Oireachtas Joint and Select Committees

Wednesday, 16 November 2022

Select Committee on Finance, Public Expenditure and Reform, and Taoiseach

Business of Select Committee

Photo of Paschal DonohoePaschal Donohoe (Dublin Central, Fine Gael) | Oireachtas source

A sale of shares is normally chargeable to stamp duty at a rate of 1%, as Deputy Doherty concluded, and is payable by the purchaser. I am advised by Revenue that where a company purchases its own shares, the stamp duty treatment depends on the form in which the shares are held and the method by which the purchases are effected.

For shares held in paper form, the shares may be bought back in two ways. The first is by means of a standard stock transfer form. The second is where the shareholder and the company enter into a contract or share purchase agreement for the sale of the shares, following which the shareholder hands over the share certificates to the company.
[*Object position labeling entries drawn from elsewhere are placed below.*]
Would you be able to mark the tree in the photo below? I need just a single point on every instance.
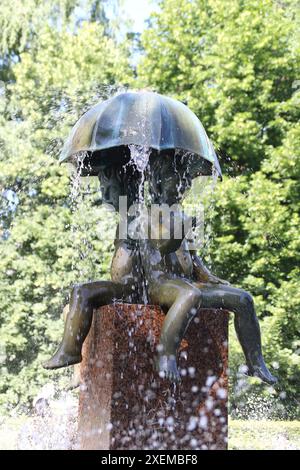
(232, 64)
(49, 240)
(236, 65)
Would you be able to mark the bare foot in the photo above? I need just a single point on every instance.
(263, 373)
(166, 366)
(62, 359)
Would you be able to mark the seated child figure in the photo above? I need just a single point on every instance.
(175, 276)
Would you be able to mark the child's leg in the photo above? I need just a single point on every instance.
(246, 324)
(84, 299)
(183, 301)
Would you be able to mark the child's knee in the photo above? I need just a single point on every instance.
(246, 300)
(193, 297)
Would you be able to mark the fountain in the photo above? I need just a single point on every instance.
(152, 342)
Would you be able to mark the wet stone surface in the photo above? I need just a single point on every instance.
(124, 404)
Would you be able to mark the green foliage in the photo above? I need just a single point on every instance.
(236, 64)
(233, 65)
(52, 235)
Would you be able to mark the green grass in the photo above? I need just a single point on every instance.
(263, 435)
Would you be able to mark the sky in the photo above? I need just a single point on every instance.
(138, 11)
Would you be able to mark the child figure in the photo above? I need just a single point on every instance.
(175, 276)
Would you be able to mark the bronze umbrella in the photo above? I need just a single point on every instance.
(140, 118)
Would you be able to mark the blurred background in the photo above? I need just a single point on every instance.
(236, 64)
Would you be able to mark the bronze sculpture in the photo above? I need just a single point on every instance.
(165, 270)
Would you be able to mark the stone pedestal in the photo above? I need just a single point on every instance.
(124, 404)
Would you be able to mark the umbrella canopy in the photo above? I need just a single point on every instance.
(140, 118)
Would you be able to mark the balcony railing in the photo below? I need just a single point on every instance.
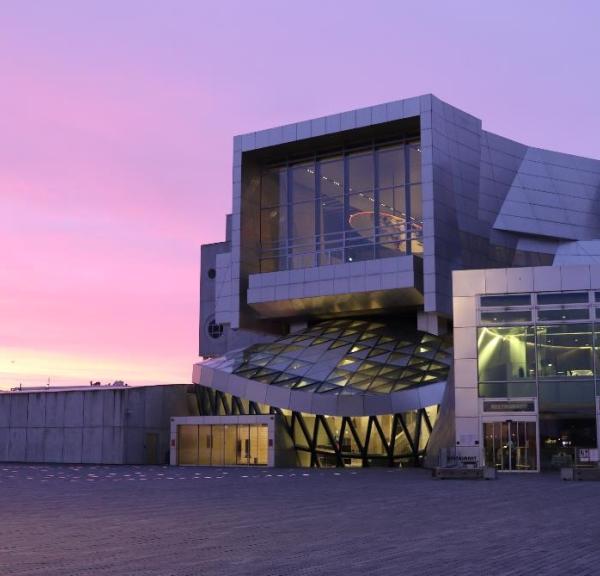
(339, 247)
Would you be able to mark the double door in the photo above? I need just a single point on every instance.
(511, 445)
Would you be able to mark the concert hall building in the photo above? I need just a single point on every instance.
(398, 285)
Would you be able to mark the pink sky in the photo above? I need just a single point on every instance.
(116, 130)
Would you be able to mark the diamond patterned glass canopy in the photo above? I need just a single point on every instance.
(345, 357)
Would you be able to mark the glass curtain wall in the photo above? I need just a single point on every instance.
(553, 357)
(345, 207)
(223, 445)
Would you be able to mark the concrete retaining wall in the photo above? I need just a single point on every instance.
(92, 426)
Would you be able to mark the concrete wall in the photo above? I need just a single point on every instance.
(91, 426)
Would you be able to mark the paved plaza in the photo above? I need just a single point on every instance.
(117, 520)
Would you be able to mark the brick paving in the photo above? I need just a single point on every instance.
(127, 520)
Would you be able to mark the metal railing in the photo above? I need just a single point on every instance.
(339, 247)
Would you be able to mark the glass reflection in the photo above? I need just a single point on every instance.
(565, 350)
(357, 206)
(506, 353)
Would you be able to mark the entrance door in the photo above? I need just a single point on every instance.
(151, 446)
(510, 445)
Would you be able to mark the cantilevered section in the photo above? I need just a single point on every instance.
(339, 367)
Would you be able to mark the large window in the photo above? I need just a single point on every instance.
(343, 207)
(506, 354)
(565, 350)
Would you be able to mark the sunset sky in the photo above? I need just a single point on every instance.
(116, 127)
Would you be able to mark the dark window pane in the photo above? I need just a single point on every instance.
(416, 206)
(303, 221)
(391, 167)
(273, 226)
(332, 180)
(569, 396)
(506, 316)
(506, 353)
(360, 172)
(506, 300)
(303, 183)
(565, 350)
(563, 298)
(274, 187)
(392, 202)
(507, 389)
(575, 314)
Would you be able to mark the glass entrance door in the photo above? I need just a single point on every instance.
(510, 445)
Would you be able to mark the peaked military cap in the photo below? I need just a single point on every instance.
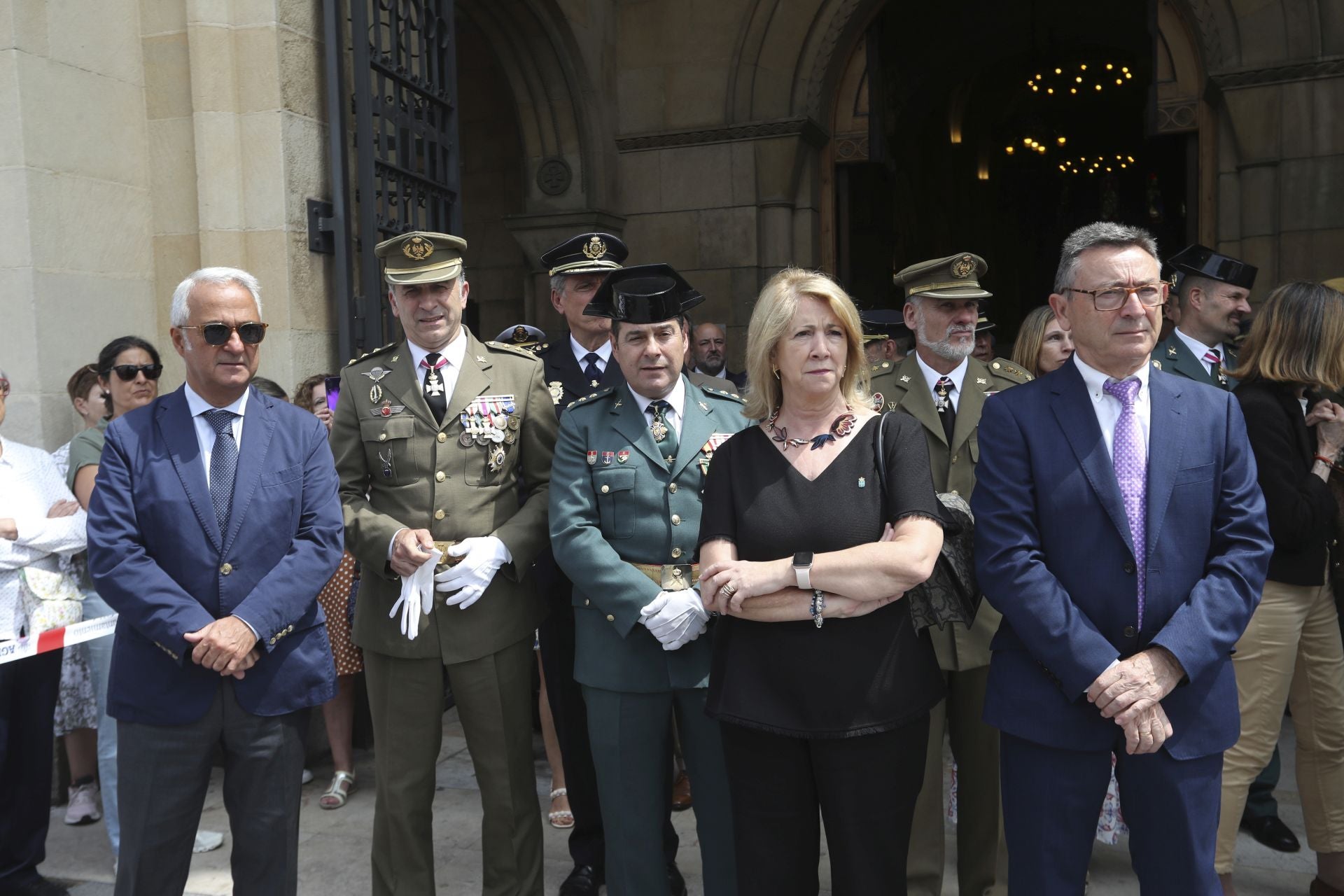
(587, 254)
(952, 277)
(421, 257)
(882, 323)
(1202, 261)
(644, 295)
(523, 336)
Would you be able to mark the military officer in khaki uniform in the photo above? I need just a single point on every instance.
(433, 437)
(942, 387)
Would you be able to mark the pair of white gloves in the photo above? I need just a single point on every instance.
(675, 618)
(482, 559)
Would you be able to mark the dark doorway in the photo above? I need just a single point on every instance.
(958, 94)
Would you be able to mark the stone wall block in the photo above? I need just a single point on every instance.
(167, 76)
Where a company purchases its own shares by means of a stock transfer form, a stamp duty charge arises. Where a company enters into a contract or share purchase agreement, Revenue accepts that there is no stamp duty chargeable on the transaction by virtue of section 31(1)(b) of the Stamp Duties Consolidation Act 1999. This section provides for stamp duty to be charged in respect of any contract or agreement for the sale of any estate or interest in any property as if it were an actual conveyance on sale of the estate, interest or property.
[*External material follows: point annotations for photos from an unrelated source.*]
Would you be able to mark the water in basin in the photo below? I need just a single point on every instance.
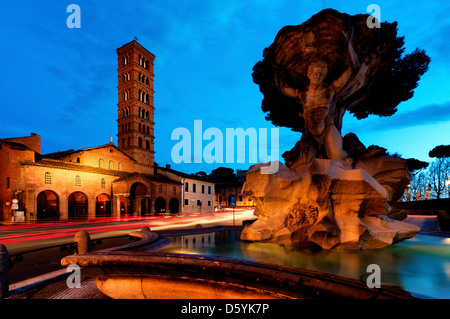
(420, 265)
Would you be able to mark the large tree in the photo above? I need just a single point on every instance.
(382, 76)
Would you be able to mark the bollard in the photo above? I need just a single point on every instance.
(4, 272)
(82, 239)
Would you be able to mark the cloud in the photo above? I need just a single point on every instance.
(427, 114)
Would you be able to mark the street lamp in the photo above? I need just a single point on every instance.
(447, 182)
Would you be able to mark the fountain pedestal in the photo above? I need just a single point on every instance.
(325, 203)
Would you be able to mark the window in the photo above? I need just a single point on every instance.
(77, 180)
(48, 178)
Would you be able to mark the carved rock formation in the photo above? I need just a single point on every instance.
(327, 204)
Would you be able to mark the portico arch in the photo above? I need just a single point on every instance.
(138, 199)
(160, 205)
(47, 205)
(78, 206)
(103, 205)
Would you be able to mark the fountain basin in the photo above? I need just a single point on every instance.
(142, 274)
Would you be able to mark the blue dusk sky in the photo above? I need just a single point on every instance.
(61, 83)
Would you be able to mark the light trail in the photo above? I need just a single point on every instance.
(39, 233)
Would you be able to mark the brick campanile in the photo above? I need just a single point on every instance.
(135, 108)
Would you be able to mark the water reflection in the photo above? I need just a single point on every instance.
(420, 265)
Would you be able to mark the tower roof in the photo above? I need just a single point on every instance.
(135, 44)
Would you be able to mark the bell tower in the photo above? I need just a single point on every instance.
(135, 108)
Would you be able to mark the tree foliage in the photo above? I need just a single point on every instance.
(391, 78)
(440, 151)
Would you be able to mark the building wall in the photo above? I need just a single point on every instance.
(91, 157)
(192, 198)
(63, 184)
(11, 173)
(224, 192)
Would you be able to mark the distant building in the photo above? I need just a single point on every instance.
(98, 181)
(197, 192)
(224, 192)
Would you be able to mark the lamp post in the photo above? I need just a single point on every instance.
(447, 182)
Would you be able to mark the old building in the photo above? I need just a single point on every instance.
(198, 192)
(106, 180)
(226, 190)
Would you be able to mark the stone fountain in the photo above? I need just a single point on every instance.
(333, 191)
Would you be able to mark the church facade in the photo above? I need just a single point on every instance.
(106, 180)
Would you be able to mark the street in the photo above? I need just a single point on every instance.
(39, 244)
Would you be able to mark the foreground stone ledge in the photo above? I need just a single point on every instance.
(135, 275)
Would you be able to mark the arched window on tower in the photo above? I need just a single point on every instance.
(48, 178)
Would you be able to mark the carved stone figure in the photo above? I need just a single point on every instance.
(333, 191)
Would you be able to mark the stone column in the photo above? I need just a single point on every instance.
(63, 206)
(4, 272)
(115, 206)
(92, 205)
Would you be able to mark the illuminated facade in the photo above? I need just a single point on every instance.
(106, 180)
However, it specifically excludes from its scope the sale of certain property, including shares. Accordingly, where a company purchases its own shares by means of a contract or agreement, no charge to stamp duty arises.

For shares held in uncertificated, or dematerialised, form, the shares may be bought back via a securities settlement system. Euroclear operates the securities settlement system for trading in Irish shares. Where a company purchases its own shares via a securities settlement system, it has been a long-standing Revenue practice to confirm that stamp duty is not chargeable.

In advance of budget 2023, officials in my Department carried out a preliminary examination of issues relating to the stamp duty treatment of share buybacks, as was flagged in the tax strategy group papers. On the conclusion of that preliminary examination, departmental officials recommended to me that no changes should be introduced in the Finance Bill 2022 and that the Department should carry out a more in-depth analysis of this issue in the year ahead. In this context, I can confirm for the Deputy that the matter of the stamp duty treatment of share buybacks will be considered in greater detail in 2023.

On reporting of information in relation to share buyback, companies are required to report to the Central Bank on share buyback activities under Article 5 of the market abuse regulation. However, the Central Bank looks at these reports on a case-by-case basis and does not keep a database from which this information can be extracted.